Rens Natalie, Bode Stefan, Burianová Hana, Cunnington Ross
Queensland Brain Institute, The University of Queensland, Brisbane, QLD, Australia.
Melbourne School of Psychological Sciences, The University of Melbourne, Melbourne, VIC, Australia.
Front Hum Neurosci. 2017 Dec 12;11:610. doi: 10.3389/fnhum.2017.00610. eCollection 2017.
There is evidence that neural patterns are predictive of voluntary decisions, but findings come from paradigms that have typically required participants to make arbitrary choices decisions in highly abstract experimental tasks. It remains to be seen whether proactive neural activity reflects upcoming choices for individuals performing decisions in more complex, dynamic, scenarios. In this functional Magnetic Resonance Imaging (fMRI) study, we investigated proactive neural activity for voluntary decisions compared with instructed decisions in a virtual environment, which more closely mimicked a real-world decision. Using partial least squares (PLS) analysis, we found that the frontoparietal and salience networks were associated with voluntary choice selection from a time at which decisions were abstract and preceded external stimuli. Using multi-voxel pattern analysis (MVPA), we showed that participants' choices, which were decodable from motor and visual cortices, could be predicted with lower accuracy for voluntary decisions than for instructed decisions. This corresponded to eye-tracking data showing that participants made a greater number of fixations to alternative options during voluntary choices, which might have resulted in less stable choice representations. These findings suggest that voluntary decisions engage proactive choice selection, and that upcoming choices are encoded in neural representations even while individuals continue to consider their options in the environment.

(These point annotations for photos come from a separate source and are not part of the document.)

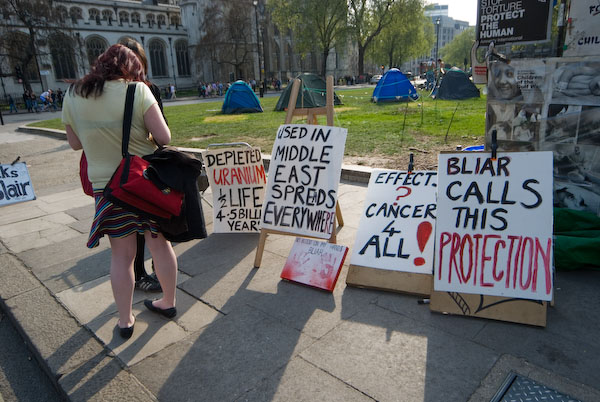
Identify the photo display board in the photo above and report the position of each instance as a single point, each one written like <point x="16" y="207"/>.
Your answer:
<point x="304" y="174"/>
<point x="553" y="105"/>
<point x="494" y="224"/>
<point x="396" y="228"/>
<point x="315" y="263"/>
<point x="15" y="184"/>
<point x="238" y="180"/>
<point x="583" y="30"/>
<point x="513" y="21"/>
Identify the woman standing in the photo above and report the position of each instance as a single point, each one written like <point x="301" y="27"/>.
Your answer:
<point x="93" y="111"/>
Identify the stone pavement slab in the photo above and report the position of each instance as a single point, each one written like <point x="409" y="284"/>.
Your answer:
<point x="391" y="357"/>
<point x="229" y="288"/>
<point x="16" y="279"/>
<point x="300" y="381"/>
<point x="314" y="312"/>
<point x="222" y="361"/>
<point x="94" y="299"/>
<point x="21" y="378"/>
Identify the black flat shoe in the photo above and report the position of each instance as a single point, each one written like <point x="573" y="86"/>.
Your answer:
<point x="126" y="332"/>
<point x="166" y="312"/>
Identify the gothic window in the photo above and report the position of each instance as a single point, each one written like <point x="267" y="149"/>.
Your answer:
<point x="76" y="14"/>
<point x="95" y="47"/>
<point x="123" y="17"/>
<point x="61" y="13"/>
<point x="150" y="20"/>
<point x="107" y="16"/>
<point x="94" y="14"/>
<point x="63" y="56"/>
<point x="183" y="58"/>
<point x="158" y="59"/>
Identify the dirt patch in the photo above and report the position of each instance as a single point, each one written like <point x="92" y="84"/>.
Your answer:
<point x="225" y="119"/>
<point x="425" y="156"/>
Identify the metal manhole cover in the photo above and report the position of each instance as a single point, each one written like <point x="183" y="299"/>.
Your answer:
<point x="517" y="388"/>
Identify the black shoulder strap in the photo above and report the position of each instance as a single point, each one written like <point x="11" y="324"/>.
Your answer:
<point x="127" y="118"/>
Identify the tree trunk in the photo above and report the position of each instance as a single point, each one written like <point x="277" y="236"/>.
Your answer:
<point x="324" y="63"/>
<point x="361" y="60"/>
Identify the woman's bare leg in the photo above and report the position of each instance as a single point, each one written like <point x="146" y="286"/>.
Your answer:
<point x="165" y="263"/>
<point x="121" y="276"/>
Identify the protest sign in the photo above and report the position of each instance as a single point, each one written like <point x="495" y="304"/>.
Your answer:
<point x="302" y="185"/>
<point x="494" y="225"/>
<point x="396" y="228"/>
<point x="513" y="21"/>
<point x="237" y="178"/>
<point x="314" y="263"/>
<point x="15" y="184"/>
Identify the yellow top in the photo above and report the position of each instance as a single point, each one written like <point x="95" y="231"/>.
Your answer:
<point x="98" y="123"/>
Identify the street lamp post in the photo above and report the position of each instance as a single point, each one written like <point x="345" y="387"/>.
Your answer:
<point x="172" y="62"/>
<point x="255" y="3"/>
<point x="437" y="38"/>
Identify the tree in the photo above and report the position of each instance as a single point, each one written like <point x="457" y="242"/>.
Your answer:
<point x="459" y="49"/>
<point x="38" y="18"/>
<point x="228" y="34"/>
<point x="315" y="23"/>
<point x="409" y="35"/>
<point x="368" y="18"/>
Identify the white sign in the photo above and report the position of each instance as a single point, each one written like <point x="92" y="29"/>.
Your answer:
<point x="304" y="174"/>
<point x="583" y="29"/>
<point x="237" y="178"/>
<point x="15" y="184"/>
<point x="396" y="228"/>
<point x="494" y="224"/>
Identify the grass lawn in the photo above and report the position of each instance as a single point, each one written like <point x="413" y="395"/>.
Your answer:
<point x="374" y="130"/>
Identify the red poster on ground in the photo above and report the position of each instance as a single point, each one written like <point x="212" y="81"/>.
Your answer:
<point x="314" y="263"/>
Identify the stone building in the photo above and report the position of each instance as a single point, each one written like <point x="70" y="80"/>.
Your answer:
<point x="170" y="31"/>
<point x="89" y="27"/>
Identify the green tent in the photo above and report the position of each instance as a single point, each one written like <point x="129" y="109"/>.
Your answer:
<point x="312" y="93"/>
<point x="576" y="239"/>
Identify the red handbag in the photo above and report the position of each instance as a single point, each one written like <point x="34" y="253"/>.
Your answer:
<point x="86" y="184"/>
<point x="130" y="186"/>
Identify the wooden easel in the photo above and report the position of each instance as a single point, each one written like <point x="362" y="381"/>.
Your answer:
<point x="311" y="118"/>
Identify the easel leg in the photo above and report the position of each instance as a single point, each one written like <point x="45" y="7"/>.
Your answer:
<point x="260" y="248"/>
<point x="338" y="213"/>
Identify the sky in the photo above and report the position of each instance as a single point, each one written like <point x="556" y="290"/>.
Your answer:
<point x="464" y="10"/>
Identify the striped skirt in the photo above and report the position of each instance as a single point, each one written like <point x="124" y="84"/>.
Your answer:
<point x="117" y="222"/>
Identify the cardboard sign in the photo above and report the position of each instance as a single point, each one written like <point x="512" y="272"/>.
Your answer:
<point x="303" y="180"/>
<point x="513" y="21"/>
<point x="494" y="225"/>
<point x="237" y="178"/>
<point x="396" y="228"/>
<point x="583" y="29"/>
<point x="314" y="263"/>
<point x="15" y="184"/>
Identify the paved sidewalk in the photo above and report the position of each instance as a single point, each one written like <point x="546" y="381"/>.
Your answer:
<point x="242" y="334"/>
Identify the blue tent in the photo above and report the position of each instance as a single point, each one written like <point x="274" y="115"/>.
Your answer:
<point x="394" y="87"/>
<point x="240" y="98"/>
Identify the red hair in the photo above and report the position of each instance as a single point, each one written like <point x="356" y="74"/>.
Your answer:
<point x="117" y="62"/>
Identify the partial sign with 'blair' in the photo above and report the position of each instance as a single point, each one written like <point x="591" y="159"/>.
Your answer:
<point x="494" y="224"/>
<point x="15" y="184"/>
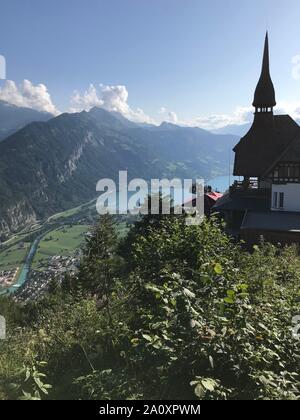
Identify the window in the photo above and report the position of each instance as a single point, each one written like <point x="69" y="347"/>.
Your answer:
<point x="275" y="200"/>
<point x="281" y="200"/>
<point x="278" y="200"/>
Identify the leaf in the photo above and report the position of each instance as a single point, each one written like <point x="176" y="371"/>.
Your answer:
<point x="199" y="391"/>
<point x="147" y="337"/>
<point x="188" y="293"/>
<point x="228" y="300"/>
<point x="218" y="269"/>
<point x="208" y="384"/>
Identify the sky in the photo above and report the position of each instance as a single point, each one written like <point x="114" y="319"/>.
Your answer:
<point x="191" y="62"/>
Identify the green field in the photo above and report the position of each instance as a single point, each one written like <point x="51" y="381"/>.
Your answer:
<point x="62" y="241"/>
<point x="13" y="257"/>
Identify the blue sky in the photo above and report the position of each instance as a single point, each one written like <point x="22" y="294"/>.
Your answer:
<point x="193" y="58"/>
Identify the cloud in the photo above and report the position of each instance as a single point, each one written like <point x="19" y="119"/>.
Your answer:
<point x="240" y="116"/>
<point x="111" y="98"/>
<point x="28" y="95"/>
<point x="296" y="67"/>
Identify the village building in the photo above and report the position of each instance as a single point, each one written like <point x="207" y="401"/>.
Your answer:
<point x="266" y="202"/>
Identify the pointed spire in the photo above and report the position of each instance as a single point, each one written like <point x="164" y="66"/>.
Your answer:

有证据表明神经模式能够预测自愿决策,但这些发现来自于一些范式,这些范式通常要求参与者在高度抽象的实验任务中做出任意选择。对于在更复杂、动态的场景中做出决策的个体而言,前瞻性神经活动是否反映即将做出的选择仍有待观察。在这项功能磁共振成像(fMRI)研究中,我们调查了在虚拟环境中与指令性决策相比,自愿决策的前瞻性神经活动,该虚拟环境更接近模拟现实世界的决策。使用偏最小二乘法(PLS)分析,我们发现额顶叶和突显网络与从决策抽象且先于外部刺激的时刻起的自愿选择相关。使用多体素模式分析(MVPA),我们表明,与指令性决策相比,从运动和视觉皮层可解码的参与者选择在自愿决策时的预测准确性较低。这与眼动追踪数据一致,该数据表明参与者在自愿选择过程中对替代选项进行了更多的注视,这可能导致选择表征不太稳定。这些发现表明,自愿决策涉及前瞻性选择,并且即使个体在环境中继续考虑其选项时,即将做出的选择也会编码在神经表征中。